In such a scheme, big data analytics plays a crucial role only due its sheer capability to function and analyze large datasets. The approach of harnessing information and using it to predict an unknown event or to find patterns is known as data mining. Several techniques and methods have been developed by a lot of mathematicians and statisticians in order to extract information from these large datasets. The combination of these techniques and computational processing is the base for the formation of data mining. The main purpose of data mining techniques (Witten, Frank, Hall & Pal, 2016) is to extricate high level knowledge from raw data. Many algorithms and approaches were developed by mathematicians in the early 20th century. However, due to technological restraints at that time, these algorithms couldn’t put to practical use and it was only till recently when there was a surge in processing power when these algorithms again became an area of interest for many researchers. Of the many prevalent algorithms to exist, a few more commonly used is SVM, kNN and Gradient Descent (Kotsiantis, Zaharakis & Pintelas, 2007). These algorithms can be broadly classified into 4 types based on their functionality, namely Regression, Classification, Clustering and Rule extraction.

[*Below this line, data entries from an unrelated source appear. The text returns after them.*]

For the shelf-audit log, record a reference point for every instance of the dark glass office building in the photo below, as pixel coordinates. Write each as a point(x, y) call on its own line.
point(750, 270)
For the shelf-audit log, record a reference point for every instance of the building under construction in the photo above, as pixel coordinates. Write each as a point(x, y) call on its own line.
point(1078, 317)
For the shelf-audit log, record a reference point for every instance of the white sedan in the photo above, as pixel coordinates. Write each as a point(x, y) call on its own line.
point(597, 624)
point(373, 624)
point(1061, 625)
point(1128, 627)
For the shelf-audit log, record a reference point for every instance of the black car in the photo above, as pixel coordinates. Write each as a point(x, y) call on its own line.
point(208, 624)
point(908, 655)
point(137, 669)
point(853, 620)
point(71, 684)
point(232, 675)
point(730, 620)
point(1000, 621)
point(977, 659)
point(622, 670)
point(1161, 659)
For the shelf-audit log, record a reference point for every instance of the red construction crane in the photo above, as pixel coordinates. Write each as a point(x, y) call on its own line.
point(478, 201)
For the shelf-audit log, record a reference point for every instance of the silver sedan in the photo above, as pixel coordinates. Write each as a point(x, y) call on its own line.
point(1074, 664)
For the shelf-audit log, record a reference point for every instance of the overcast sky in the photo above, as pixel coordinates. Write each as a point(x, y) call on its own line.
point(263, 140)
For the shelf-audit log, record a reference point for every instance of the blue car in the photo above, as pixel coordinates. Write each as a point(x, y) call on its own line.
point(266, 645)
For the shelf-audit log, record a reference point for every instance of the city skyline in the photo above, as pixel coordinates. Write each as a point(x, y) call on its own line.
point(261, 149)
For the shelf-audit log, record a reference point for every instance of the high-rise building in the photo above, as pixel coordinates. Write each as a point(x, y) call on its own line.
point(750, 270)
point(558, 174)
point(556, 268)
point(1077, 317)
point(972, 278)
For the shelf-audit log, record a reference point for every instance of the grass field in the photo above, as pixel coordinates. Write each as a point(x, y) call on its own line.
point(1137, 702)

Classification is a technique through which a model or a classifier is created to predict the class of a particular query q. In the scope of this paper we shall discuss two of these classification techniques kNN and ARSkNN. The kNN is a commonly used classifier which is based on distance as a parameter to conclude the class of a testing instance. There are 76 similarity parameters which are used but all of them are based on distance (Choi, Cha & Tappert, 2010). Due to this approach, the kNN is often computationally and time ineffective and uses a lot of memory to operate. To overcome this problem, another classifier known as ARSkNN was developed which uses Massim as a similarity measure rather than distance (Kumar, Bhatnagar, & Srivastava, 2014). This approach not only reduces computational power required, but also reduces the overall time taken for classification. The performance of both these classifier is, however variable and is dependent on the characteristics of the dataset, i.e. if it is symmetric, binary etc.
The paper makes the following contributions; It:
- •
Establishes the empirical and experimental foundation of ARSkNN.
- •
Empirically evaluate ARSkNN and traditional kNN. The results shows ARSkNN superiority upon two parameters known as avg. accuracy percentage and avg. runtime.
In the following paper, the authors have compared and evaluated the performance of the kNN classifier using Euclidean distance as a similarity measure and the ARSkNN. Wine Quality dataset and Yeast dataset which were taken from the UCI repository (Blake & Merz, 1998) were used in this study. The paper is divided into 7 sections, namely: Introduction, Literature Review, Experimental Setup, Datasets Used, Empirical Evaluation, Discussion and Conclusion.